Tuesday, February 2, 2010

Stevenson on Kelo and IOLTA

My colleague Dru Stevenson (South Texas) has posted IOLTA Problems in the Post-Kelo World, a very interesting paper looking into the question of whether anti-Kelo reform statutes and amendments--targeted at restricting the use of eminent domain for land--might also have an unintended impact on the legality of "takings" of money for IOLTA programs.  The Supreme Court has ruled that IOLTA programs do qualify as takings but do not trigger the federal Just Compensation Clause; new state laws banning private-to-private transfers, though, may be problematic.  The abstract:

IOLTA programs are a very popular mechanism for funding legal services for the poor, and are now operating in every state. As a result, however, IOLTA has become the most frequent and widespread instance of government takings of private property in America. The post-Kelo era has seen increasing legislative restrictions on takings, and the post-Kelo reforms in several states appear to have inadvertently made their respective IOLTA programs illegal by banning all takings where the government immediately gives the taken property to another private party (in this case, private poverty-law foundations and legal aid clinics).

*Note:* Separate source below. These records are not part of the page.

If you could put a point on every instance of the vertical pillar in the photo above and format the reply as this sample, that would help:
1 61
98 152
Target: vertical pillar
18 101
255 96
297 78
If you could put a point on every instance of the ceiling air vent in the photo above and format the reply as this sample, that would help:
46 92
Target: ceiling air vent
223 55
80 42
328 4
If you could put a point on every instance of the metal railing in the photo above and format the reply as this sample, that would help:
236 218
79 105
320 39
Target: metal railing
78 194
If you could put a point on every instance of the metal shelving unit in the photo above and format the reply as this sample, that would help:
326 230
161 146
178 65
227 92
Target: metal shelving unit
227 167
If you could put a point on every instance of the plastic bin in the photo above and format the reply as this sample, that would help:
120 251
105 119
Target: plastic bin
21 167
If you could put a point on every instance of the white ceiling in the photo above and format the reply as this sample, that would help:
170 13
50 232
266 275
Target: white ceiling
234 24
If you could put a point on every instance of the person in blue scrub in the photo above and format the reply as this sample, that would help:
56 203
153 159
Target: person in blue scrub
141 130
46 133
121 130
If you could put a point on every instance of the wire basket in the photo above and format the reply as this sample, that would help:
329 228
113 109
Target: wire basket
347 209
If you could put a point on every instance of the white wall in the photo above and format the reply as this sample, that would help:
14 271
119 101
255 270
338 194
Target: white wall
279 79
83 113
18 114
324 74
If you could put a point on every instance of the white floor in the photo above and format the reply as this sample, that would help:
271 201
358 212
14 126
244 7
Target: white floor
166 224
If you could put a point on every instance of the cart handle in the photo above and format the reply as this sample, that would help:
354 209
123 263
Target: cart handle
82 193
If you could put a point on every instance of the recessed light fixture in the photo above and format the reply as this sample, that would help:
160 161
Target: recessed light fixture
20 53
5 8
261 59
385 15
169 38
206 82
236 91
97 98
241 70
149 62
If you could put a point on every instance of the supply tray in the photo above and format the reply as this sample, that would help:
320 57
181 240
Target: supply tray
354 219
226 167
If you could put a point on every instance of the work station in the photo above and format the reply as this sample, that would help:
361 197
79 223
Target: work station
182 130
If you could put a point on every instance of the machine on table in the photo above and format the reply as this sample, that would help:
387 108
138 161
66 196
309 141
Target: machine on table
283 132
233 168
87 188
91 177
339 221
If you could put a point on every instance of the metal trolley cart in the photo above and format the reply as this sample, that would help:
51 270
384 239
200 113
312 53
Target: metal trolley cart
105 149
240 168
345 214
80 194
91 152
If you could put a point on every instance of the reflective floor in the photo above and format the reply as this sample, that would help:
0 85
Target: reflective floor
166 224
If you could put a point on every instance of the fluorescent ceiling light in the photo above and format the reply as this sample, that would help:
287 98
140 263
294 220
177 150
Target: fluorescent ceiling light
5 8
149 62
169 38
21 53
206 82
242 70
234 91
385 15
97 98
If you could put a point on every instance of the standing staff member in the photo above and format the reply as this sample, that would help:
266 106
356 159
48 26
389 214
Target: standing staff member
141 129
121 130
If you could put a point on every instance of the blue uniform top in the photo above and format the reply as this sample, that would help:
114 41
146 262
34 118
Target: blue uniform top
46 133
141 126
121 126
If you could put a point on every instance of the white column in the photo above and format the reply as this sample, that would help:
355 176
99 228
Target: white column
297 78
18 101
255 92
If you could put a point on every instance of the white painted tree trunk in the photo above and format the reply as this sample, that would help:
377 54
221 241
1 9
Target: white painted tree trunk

IOLTA takings also highlight a puzzling gap in our legal system between eminent domain law and administrative law. Eminent domain law tends to downplay the importance of procedure itself for government actions, often allowing states to proceed without regard to procedural due process as long as the victims of takings can bring inverse condemnation actions after the fact. Administrative law, in contrast, includes a long line of Supreme Court precedents that emphasize the importance of procedure itself as a component of due process and fairness; state infringements on the “property interests” of individuals can face reversal simply because an agency failed to provide a fair hearing beforehand.

The ensuing discussion also reaches three inherent tensions or puzzles with public funding of legal services for the poor: crowding-out effects, monopoly/single-payer system problems, and the moral hazard problems with providing free lawyers for the poor. This article addresses, apparently for the first time, these three (rather significant) concerns as they pertain to IOLTA or legal services in general. I offer some modest policy reforms in response to these issues.